While the pandemic and Russia's invasion of Ukraine sent prices around the world spiralling, Laos has found itself incapable of putting the brakes on inflation.

Prices rocketed 23 percent in 2022 and 31 percent last year, while they are on course for 25 percent this year, according to the Asian Development Bank (ADB).

Families in particular have been hit hard as the cost of basic staples such as rice, sugar, oil and chicken doubled last year.

A growing number of households are so desperate for food that they are now having to forage to supplement their diets, according to a World Bank household survey earlier this year.

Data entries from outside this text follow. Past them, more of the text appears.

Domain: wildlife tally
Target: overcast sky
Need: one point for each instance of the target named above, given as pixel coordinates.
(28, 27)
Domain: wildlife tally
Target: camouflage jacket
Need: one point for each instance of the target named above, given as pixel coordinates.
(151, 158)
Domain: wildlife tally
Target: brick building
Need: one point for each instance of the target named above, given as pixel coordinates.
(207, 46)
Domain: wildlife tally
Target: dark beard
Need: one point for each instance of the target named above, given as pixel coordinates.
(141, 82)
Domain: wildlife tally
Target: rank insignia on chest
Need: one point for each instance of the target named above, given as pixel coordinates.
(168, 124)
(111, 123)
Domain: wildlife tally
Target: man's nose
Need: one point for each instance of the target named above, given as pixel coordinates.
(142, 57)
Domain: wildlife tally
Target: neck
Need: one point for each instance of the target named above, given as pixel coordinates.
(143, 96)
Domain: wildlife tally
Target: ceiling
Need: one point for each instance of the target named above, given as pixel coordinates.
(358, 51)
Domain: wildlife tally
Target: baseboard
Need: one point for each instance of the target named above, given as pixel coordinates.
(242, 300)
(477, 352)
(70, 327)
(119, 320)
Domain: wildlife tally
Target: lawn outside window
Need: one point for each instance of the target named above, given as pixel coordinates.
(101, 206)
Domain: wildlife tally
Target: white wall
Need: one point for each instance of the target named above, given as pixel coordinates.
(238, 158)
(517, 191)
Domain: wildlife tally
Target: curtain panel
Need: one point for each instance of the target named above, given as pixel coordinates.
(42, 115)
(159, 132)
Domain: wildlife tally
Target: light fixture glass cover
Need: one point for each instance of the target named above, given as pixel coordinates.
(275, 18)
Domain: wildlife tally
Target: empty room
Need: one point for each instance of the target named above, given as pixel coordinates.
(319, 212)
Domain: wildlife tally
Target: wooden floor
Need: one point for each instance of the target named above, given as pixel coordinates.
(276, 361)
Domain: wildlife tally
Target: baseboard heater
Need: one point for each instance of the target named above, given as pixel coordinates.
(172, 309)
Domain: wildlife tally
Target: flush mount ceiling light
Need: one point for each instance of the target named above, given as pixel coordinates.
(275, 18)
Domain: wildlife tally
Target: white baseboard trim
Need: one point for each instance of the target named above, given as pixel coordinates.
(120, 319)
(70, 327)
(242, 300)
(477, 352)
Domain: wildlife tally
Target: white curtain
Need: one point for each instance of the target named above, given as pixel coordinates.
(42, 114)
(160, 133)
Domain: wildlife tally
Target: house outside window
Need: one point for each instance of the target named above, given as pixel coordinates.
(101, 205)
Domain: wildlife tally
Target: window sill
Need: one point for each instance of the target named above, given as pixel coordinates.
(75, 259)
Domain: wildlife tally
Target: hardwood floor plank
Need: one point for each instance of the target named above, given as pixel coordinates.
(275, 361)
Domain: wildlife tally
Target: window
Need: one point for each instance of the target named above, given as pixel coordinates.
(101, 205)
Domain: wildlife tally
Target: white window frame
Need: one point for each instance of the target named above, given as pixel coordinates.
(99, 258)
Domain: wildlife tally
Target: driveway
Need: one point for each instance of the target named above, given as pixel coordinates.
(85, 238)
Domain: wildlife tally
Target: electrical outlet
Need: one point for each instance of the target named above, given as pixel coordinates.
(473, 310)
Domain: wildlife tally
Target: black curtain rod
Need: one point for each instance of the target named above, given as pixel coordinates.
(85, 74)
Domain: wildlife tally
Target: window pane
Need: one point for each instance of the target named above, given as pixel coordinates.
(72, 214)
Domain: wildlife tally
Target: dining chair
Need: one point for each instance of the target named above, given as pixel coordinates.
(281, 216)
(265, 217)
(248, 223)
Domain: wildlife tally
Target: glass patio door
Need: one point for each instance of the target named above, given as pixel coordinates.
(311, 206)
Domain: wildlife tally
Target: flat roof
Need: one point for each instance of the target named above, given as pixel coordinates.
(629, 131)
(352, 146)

At Vientiane's morning market, a gold trader said that where customers used to come to buy necklaces, rings and earrings for special occasions, now all anyone wants is to sell their valuables to raise cash.

"I sometimes sit all day and nobody buys my gold," the 45-year-old told AFP last month, speaking on condition of anonymity because talking to foreign media in authoritarian, one-party Laos is risky.

"My shop used to be busy but now nobody buys gold -- they all come to sell it to get money."

After 15 years running his shop, the trader said he fears for the future of his business.

- 'Unsustainable' debt -

Despite three decades of consistent economic growth, Laos remains one of the poorest countries in Asia, with limited transport infrastructure and a low-skilled workforce mostly employed in agriculture.

Life expectancy is just 69 years and the ADB says that nearly one in three children under five is stunted because of malnutrition -- one of the highest rates globally.

In recent years, the government has borrowed billions of dollars from neighbour China to fund a $6-billion high-speed railway and a series of major hydropower dams -- aiming to become the "battery" of Southeast Asia.

The World Bank warned in a report last week that public debt -- over $13 billion, or 108 percent of GDP -- was "unsustainable".

Servicing the debt is fuelling inflation by driving down the value of the kip, which lost half its value against the dollar in 2022, and nearly a fifth in the first nine months of 2024.

"Given Laos' heavy reliance on imports, the kip's depreciation has driven up domestic consumer prices and inflation, squeezing domestic demand and slowing economic recovery," Poh Lynn Ng, an economist with the ASEAN+3 Macroeconomic Research Office (AMRO), told AFP.